St. Antony's Church, is a church in Kerala, India.

Parish Profile 

Name: St. Antony Church
Parish: Kodanad
Place: Kodanad
Dioces Name: Ernakulam - Angamaly Archeparchy 
Address: Koovappady
Pin: 683 544
State/Region: Kerala
Web: http://www.smcim.org/church/kodanad

History
The Church was built in 1986 by Pidiyencheril Family after finding the statue of St. Antony's from the river. The Pidiyencheril family was former Jewish family converted to Catholic Christian after the miraculous power of the St Anthony's statue. Then the family made a Church in the name of St. Anthony.

Who is St Antony
Anthony of Padua, O.F.M. (born Fernando Martins de Bulhões; 15 August 1195 – 13 June 1231), also known as Anthony of Lisbon, was a Portuguese Catholic priest and friar of the Franciscan Order.

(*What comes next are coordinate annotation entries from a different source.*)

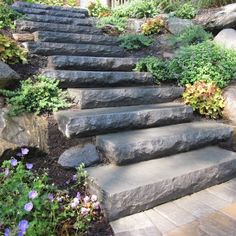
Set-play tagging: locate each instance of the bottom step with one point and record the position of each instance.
(126, 190)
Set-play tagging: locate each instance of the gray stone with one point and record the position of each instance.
(104, 120)
(129, 189)
(91, 63)
(93, 79)
(48, 49)
(7, 76)
(226, 38)
(75, 156)
(31, 26)
(128, 96)
(177, 25)
(140, 145)
(60, 37)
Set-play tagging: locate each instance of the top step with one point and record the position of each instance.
(46, 7)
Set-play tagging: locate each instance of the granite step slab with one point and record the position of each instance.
(32, 26)
(125, 190)
(92, 63)
(123, 96)
(49, 49)
(141, 145)
(106, 120)
(97, 79)
(60, 37)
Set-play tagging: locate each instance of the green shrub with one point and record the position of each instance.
(186, 11)
(39, 95)
(192, 35)
(204, 61)
(205, 98)
(134, 41)
(10, 52)
(157, 67)
(7, 17)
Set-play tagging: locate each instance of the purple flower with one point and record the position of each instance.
(32, 194)
(14, 162)
(28, 206)
(23, 226)
(29, 166)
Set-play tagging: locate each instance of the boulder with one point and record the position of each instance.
(7, 76)
(218, 19)
(75, 156)
(226, 38)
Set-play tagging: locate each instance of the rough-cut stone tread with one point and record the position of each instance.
(146, 144)
(32, 26)
(60, 37)
(93, 79)
(104, 120)
(48, 49)
(124, 96)
(126, 190)
(92, 63)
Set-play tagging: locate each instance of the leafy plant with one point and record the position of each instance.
(157, 67)
(31, 205)
(205, 97)
(186, 11)
(39, 95)
(134, 41)
(153, 26)
(204, 61)
(192, 35)
(10, 52)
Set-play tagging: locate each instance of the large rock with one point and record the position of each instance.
(226, 38)
(217, 20)
(7, 76)
(76, 156)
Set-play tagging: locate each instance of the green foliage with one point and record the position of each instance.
(10, 52)
(192, 35)
(153, 26)
(205, 98)
(186, 11)
(204, 61)
(30, 197)
(39, 95)
(134, 41)
(157, 67)
(7, 17)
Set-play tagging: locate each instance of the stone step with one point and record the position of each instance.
(92, 63)
(125, 190)
(57, 19)
(50, 12)
(97, 79)
(49, 49)
(124, 96)
(32, 26)
(146, 144)
(104, 120)
(60, 37)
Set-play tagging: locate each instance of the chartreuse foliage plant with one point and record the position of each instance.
(38, 95)
(31, 205)
(133, 42)
(205, 97)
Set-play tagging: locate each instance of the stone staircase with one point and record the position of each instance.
(156, 151)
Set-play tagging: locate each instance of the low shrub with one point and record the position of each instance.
(134, 41)
(153, 26)
(192, 35)
(204, 61)
(31, 205)
(10, 52)
(38, 96)
(205, 98)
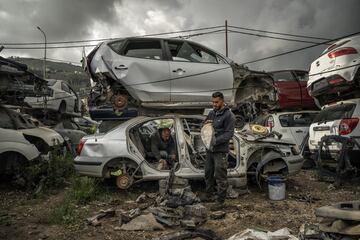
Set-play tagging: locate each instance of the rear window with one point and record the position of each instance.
(150, 49)
(336, 112)
(297, 119)
(283, 76)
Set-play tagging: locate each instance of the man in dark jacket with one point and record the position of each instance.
(163, 148)
(223, 121)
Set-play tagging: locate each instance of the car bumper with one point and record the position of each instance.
(294, 163)
(90, 166)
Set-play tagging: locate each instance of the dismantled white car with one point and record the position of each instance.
(125, 154)
(162, 73)
(62, 99)
(335, 75)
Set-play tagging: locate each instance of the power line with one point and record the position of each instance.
(105, 39)
(279, 38)
(300, 49)
(279, 33)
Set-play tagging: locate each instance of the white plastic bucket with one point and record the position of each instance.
(276, 186)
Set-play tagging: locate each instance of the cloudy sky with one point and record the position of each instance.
(67, 20)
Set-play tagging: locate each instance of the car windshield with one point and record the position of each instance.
(297, 119)
(335, 112)
(51, 82)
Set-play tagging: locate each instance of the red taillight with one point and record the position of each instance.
(336, 81)
(342, 51)
(347, 125)
(80, 146)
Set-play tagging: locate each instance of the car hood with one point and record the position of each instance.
(50, 136)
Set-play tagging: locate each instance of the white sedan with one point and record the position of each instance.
(63, 98)
(124, 152)
(335, 75)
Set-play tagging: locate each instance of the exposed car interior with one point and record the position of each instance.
(141, 136)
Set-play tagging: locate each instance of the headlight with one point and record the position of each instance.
(295, 150)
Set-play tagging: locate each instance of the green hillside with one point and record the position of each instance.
(69, 72)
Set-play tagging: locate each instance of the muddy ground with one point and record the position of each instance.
(22, 217)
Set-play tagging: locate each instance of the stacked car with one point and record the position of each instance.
(334, 83)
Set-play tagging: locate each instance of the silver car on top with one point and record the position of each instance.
(155, 72)
(124, 154)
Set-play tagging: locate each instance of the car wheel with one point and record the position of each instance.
(62, 107)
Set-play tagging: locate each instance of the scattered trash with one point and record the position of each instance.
(190, 234)
(217, 215)
(304, 197)
(276, 186)
(94, 221)
(283, 233)
(143, 223)
(341, 218)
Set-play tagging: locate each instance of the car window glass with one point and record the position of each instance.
(5, 120)
(144, 49)
(283, 76)
(183, 51)
(51, 82)
(302, 119)
(335, 112)
(65, 87)
(284, 120)
(302, 76)
(116, 46)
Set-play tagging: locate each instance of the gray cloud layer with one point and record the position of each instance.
(89, 19)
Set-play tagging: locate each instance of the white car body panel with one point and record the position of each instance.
(14, 141)
(331, 127)
(51, 137)
(53, 102)
(99, 149)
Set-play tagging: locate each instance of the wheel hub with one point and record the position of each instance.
(124, 181)
(120, 102)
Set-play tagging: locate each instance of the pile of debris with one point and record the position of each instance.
(175, 206)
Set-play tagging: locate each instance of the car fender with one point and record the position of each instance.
(29, 151)
(267, 158)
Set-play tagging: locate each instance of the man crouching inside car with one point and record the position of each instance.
(223, 121)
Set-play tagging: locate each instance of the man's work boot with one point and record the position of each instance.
(217, 206)
(207, 197)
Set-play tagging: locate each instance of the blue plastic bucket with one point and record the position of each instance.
(276, 186)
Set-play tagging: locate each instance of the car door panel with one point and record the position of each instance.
(196, 72)
(145, 77)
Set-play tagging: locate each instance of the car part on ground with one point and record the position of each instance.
(69, 130)
(43, 138)
(335, 75)
(341, 218)
(338, 119)
(63, 98)
(126, 148)
(294, 126)
(16, 83)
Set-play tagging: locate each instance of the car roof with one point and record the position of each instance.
(167, 39)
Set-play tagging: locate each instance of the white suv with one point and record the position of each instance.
(335, 75)
(339, 119)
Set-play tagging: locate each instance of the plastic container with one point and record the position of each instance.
(276, 186)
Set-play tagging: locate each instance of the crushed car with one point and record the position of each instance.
(62, 99)
(124, 152)
(45, 139)
(16, 83)
(160, 73)
(335, 75)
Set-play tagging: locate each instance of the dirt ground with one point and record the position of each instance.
(21, 217)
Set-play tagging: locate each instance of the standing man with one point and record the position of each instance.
(223, 121)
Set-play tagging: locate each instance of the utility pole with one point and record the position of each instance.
(226, 40)
(44, 70)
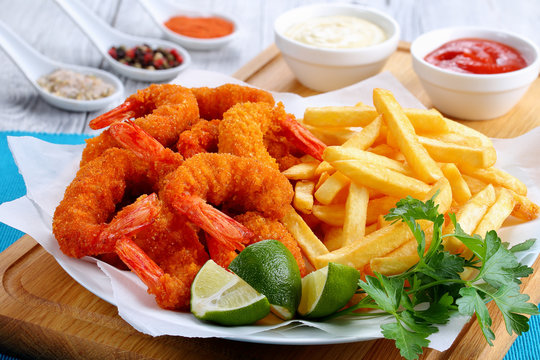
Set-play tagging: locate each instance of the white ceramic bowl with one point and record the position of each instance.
(162, 10)
(474, 96)
(325, 69)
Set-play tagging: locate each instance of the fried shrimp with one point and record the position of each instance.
(201, 138)
(262, 228)
(213, 102)
(85, 222)
(164, 111)
(255, 130)
(166, 257)
(237, 184)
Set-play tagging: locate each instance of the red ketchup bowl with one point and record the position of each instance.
(475, 73)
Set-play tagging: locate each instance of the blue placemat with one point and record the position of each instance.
(526, 346)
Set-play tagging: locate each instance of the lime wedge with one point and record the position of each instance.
(271, 269)
(327, 290)
(222, 297)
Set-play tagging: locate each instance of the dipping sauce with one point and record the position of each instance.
(476, 56)
(200, 27)
(337, 32)
(73, 85)
(144, 57)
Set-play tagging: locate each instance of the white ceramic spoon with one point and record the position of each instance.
(35, 65)
(163, 10)
(104, 37)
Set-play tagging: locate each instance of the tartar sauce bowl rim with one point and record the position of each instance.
(194, 43)
(83, 105)
(429, 41)
(337, 56)
(145, 74)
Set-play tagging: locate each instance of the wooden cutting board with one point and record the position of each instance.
(44, 313)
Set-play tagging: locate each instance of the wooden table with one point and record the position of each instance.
(44, 26)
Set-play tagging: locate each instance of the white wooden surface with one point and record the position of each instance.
(42, 24)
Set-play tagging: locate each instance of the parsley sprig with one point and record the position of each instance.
(435, 280)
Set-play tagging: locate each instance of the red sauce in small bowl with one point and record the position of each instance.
(476, 56)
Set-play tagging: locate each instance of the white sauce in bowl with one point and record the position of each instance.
(337, 32)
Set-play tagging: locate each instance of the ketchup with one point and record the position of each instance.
(476, 56)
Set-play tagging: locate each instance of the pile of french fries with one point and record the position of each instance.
(339, 203)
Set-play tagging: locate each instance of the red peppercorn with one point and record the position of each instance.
(158, 63)
(177, 56)
(143, 56)
(112, 52)
(130, 53)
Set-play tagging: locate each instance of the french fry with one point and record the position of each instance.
(302, 171)
(495, 176)
(497, 213)
(354, 224)
(365, 137)
(324, 166)
(402, 258)
(460, 189)
(361, 140)
(379, 206)
(330, 214)
(388, 151)
(324, 176)
(457, 128)
(468, 217)
(524, 208)
(332, 136)
(333, 238)
(361, 115)
(475, 185)
(459, 139)
(329, 189)
(393, 265)
(403, 131)
(443, 190)
(359, 253)
(303, 196)
(395, 155)
(494, 217)
(310, 244)
(335, 153)
(381, 242)
(385, 180)
(426, 121)
(480, 157)
(371, 228)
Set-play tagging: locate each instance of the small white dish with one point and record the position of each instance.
(474, 96)
(104, 37)
(162, 10)
(325, 69)
(35, 65)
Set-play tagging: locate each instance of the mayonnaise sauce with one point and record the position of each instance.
(338, 32)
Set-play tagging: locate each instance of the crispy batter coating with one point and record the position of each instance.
(91, 200)
(213, 102)
(237, 183)
(163, 111)
(254, 130)
(201, 138)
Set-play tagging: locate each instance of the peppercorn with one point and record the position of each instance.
(142, 56)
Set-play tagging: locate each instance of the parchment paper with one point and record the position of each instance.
(48, 168)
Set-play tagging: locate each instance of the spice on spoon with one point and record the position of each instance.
(200, 27)
(144, 57)
(73, 85)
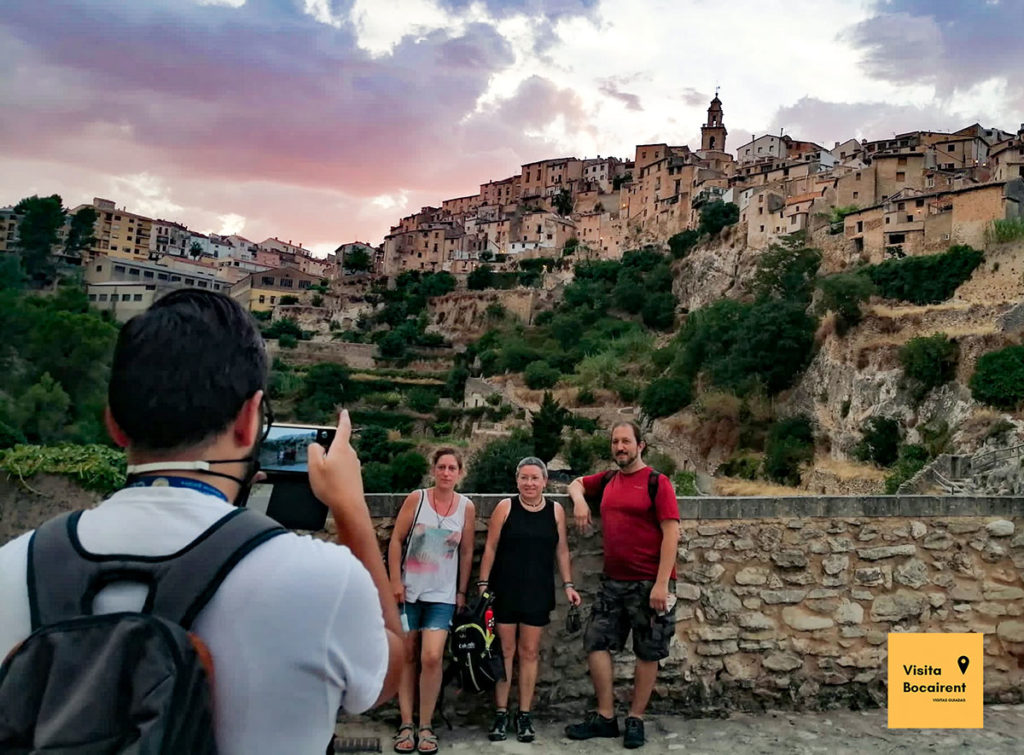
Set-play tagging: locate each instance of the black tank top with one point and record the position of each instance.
(524, 563)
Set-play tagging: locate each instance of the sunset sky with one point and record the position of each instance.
(326, 121)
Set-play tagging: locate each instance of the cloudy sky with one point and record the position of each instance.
(324, 121)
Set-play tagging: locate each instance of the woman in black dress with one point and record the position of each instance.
(525, 538)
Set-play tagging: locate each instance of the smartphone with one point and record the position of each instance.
(286, 496)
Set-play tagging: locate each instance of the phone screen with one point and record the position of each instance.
(286, 496)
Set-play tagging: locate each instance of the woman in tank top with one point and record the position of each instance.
(525, 539)
(429, 559)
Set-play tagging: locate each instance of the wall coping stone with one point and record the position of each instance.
(731, 507)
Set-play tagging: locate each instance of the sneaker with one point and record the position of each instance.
(524, 727)
(634, 733)
(499, 727)
(593, 725)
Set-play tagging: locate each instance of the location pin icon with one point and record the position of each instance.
(963, 662)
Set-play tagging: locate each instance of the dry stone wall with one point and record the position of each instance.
(782, 602)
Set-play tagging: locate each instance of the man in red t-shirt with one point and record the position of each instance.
(641, 538)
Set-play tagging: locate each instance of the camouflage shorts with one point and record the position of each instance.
(624, 606)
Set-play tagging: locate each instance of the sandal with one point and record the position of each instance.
(430, 740)
(404, 739)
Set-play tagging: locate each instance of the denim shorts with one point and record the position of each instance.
(425, 615)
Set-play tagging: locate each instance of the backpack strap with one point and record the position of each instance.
(64, 579)
(653, 480)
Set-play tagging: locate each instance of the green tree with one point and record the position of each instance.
(681, 244)
(492, 469)
(880, 442)
(790, 444)
(325, 388)
(843, 295)
(562, 202)
(659, 310)
(81, 232)
(547, 425)
(422, 400)
(42, 411)
(716, 215)
(408, 469)
(666, 395)
(481, 278)
(41, 219)
(998, 378)
(786, 270)
(357, 260)
(929, 362)
(540, 374)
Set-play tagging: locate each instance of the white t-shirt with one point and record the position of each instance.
(295, 630)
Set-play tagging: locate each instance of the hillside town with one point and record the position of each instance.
(908, 195)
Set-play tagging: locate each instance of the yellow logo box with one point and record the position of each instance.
(936, 680)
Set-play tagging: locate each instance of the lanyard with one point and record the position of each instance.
(169, 481)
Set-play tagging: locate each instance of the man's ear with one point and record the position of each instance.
(114, 429)
(249, 424)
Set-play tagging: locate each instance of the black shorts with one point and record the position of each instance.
(529, 618)
(622, 607)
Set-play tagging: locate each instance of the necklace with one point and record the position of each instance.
(451, 508)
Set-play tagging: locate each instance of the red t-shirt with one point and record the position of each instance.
(631, 526)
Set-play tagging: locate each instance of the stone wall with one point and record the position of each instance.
(782, 602)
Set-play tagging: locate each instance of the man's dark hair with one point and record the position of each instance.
(183, 369)
(637, 432)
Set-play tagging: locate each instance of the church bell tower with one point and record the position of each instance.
(713, 133)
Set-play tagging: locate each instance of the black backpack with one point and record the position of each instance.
(476, 662)
(652, 483)
(125, 682)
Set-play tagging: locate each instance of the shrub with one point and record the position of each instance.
(925, 280)
(408, 469)
(492, 469)
(681, 244)
(716, 215)
(929, 361)
(547, 425)
(666, 395)
(910, 460)
(659, 310)
(790, 444)
(541, 375)
(744, 467)
(583, 451)
(998, 378)
(685, 484)
(843, 294)
(880, 443)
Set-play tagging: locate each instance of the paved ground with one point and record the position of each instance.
(798, 733)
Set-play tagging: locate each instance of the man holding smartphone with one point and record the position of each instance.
(640, 530)
(299, 627)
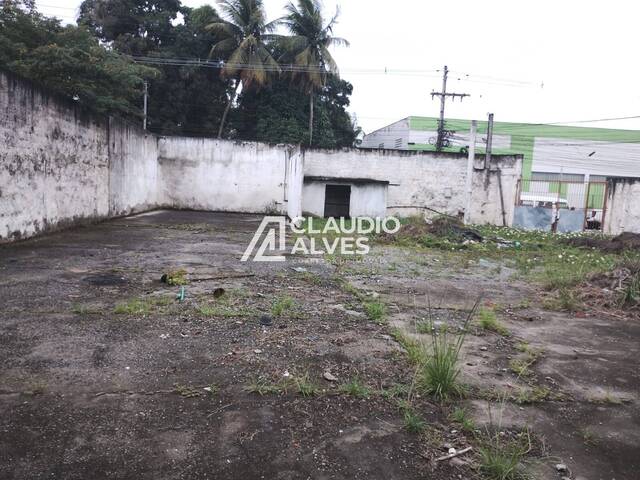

Though he died in Padua, Italy, he was born and raised in a wealthy family in Lisbon. Noted by his contemporaries for his forceful preaching and expert knowledge of scripture, he was the second-fastest canonized saint (after St. Peter of Verona)  and proclaimed a Doctor of the Church on 16 January 1946. He is also the patron saint of finding things or lost people.